Daniel J. Auger

Electric vehicle battery model identification and state of charge estimation in real world driving cycles

This paper describes a study demonstrating a new method of state-of-charge (SoC) estimation for batteries in real-world electric vehicle applications. This method combines realtime model identification with an adaptive neuro-fuzzy inference system (ANFIS). In the study, investigations were carried down on a small-scale battery pack. An equivalent circuit network model of the pack was developed and validated using pulse-discharge experiments. The pack was then subjected to demands representing realistic WLTP and UDDS driving cycles obtained from a model of a representative electric vehicle, scaled match the size of the battery pack. A fast system identification technique was then used to estimate battery parameter values. One of these, open circuit voltage, was selected as suitable for SoC estimation, and this was used as the input to an ANFIS system which estimated the SoC. The results were verified by comparison to a theoretical Coulomb-counting method, and the new method was judged to be effective. The case study used a small 7.2 V NiMH battery pack, but the method described is applicable to packs of any size or chemistry.

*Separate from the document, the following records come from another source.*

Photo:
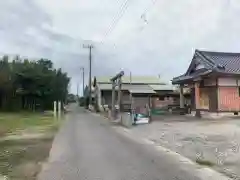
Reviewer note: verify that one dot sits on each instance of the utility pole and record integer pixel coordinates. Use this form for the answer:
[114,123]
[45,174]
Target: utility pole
[77,88]
[90,47]
[82,68]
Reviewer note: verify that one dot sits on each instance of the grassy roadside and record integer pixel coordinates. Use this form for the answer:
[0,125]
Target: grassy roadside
[25,142]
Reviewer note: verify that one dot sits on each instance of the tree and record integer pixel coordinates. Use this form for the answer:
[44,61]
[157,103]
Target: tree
[31,85]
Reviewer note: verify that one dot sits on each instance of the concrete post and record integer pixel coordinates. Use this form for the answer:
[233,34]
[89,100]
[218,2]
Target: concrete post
[55,109]
[119,94]
[59,109]
[113,99]
[181,97]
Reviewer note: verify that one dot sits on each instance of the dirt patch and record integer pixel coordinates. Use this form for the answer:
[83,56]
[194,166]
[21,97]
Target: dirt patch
[210,143]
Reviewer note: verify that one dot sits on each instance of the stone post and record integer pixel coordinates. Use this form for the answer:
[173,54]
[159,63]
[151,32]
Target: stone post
[59,109]
[55,109]
[181,97]
[113,99]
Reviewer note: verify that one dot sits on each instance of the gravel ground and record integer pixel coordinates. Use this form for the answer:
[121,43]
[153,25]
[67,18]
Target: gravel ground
[88,147]
[213,141]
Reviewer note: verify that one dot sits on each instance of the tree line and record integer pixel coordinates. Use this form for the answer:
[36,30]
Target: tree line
[30,84]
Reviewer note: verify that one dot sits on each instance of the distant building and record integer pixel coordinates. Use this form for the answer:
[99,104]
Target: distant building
[214,80]
[144,90]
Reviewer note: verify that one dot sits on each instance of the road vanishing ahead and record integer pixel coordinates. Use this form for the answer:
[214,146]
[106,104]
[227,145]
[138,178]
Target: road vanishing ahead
[88,148]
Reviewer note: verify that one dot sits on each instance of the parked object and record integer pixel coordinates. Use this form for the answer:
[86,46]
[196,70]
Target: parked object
[141,119]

Accuracy Versus Simplicity in Online Battery Model Identification

This paper presents a framework for battery modeling in online, real-time applications where accuracy is important but speed is the key. The framework allows users to select model structures with the smallest number of parameters that is consistent with the accuracy requirements of the target application. The tradeoff between accuracy and speed in a battery model identification process is explored using different model structures and parameter-fitting algorithms. Pareto optimal sets are obtained, allowing a designer to select an appropriate compromise between accuracy and speed. In order to get a clearer understanding of the battery model identification problem, “identification surfaces” are presented. As an outcome of the battery identification surfaces, a new analytical solution is derived for battery model identification using a closed-form formula to obtain a battery’s ohmic resistance and open circuit voltage from measurement data. This analytical solution is used as a benchmark for comparison of other fitting algorithms and it is also used in its own right in a practical scenario for state-of-charge estimation. A simulation study is performed to demonstrate the effectiveness of the proposed framework and the simulation results are verified by conducting experimental tests on a small NiMH battery pack.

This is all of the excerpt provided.